1. ... Parah Adumah from Sotah - that the dust may be placed into the water that is already in the vessel.
2. ... Sotah from Parah Adumah - that Bedi'eved, if he placed the dust first, it remains Kasher.
(a) The Tana Kama learns from "Mayim Chayim el Keli" that the water had to be placed in the vessel first. They interpret the Pasuk "ve'Nasan *Alav* Mayim Chayim" to mean - that the Kohen then had to mix them together.

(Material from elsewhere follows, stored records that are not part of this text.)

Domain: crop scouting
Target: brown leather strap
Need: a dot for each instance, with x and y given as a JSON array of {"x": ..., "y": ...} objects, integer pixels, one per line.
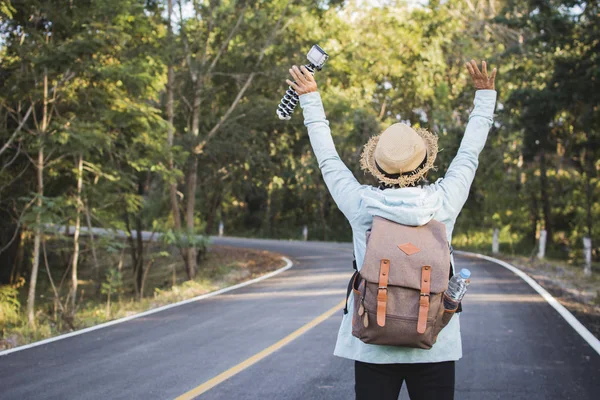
[
  {"x": 424, "y": 300},
  {"x": 384, "y": 274}
]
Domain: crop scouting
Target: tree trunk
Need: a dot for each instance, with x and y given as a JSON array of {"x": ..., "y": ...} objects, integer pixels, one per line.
[
  {"x": 93, "y": 246},
  {"x": 189, "y": 217},
  {"x": 76, "y": 235},
  {"x": 38, "y": 217},
  {"x": 36, "y": 240},
  {"x": 192, "y": 180},
  {"x": 545, "y": 198},
  {"x": 171, "y": 129},
  {"x": 589, "y": 196}
]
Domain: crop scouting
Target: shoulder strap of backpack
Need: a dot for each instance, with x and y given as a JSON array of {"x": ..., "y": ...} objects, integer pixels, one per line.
[{"x": 349, "y": 290}]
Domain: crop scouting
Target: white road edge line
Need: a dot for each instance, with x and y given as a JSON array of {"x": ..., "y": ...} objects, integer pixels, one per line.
[
  {"x": 566, "y": 314},
  {"x": 288, "y": 264}
]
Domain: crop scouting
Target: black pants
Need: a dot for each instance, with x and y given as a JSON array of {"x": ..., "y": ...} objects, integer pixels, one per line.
[{"x": 428, "y": 381}]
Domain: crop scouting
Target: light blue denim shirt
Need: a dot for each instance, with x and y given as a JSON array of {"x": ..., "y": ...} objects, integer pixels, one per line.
[{"x": 416, "y": 206}]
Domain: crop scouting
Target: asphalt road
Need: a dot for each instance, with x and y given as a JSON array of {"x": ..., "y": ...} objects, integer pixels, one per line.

(b) Alternatively, he might have learned from "Alav" that the dust must be placed inside the vessel first, in which case he would have explained "Mayim Chayim el Keli" to mean - that the water must be drawn from the spring directly into this vessel, and not first drawn into another vessel and then transferred into this one.

(c) The Tana Kama declines to accept this interpretation - because he takes his cue from other cases where the Machshir is placed on top.

(d) We find this principle in two other cases: by Sotah and by Metzora. The Machshir ...

1. ... by Sotah is - the ashes
2. ... by Metzora is - the blood of the bird.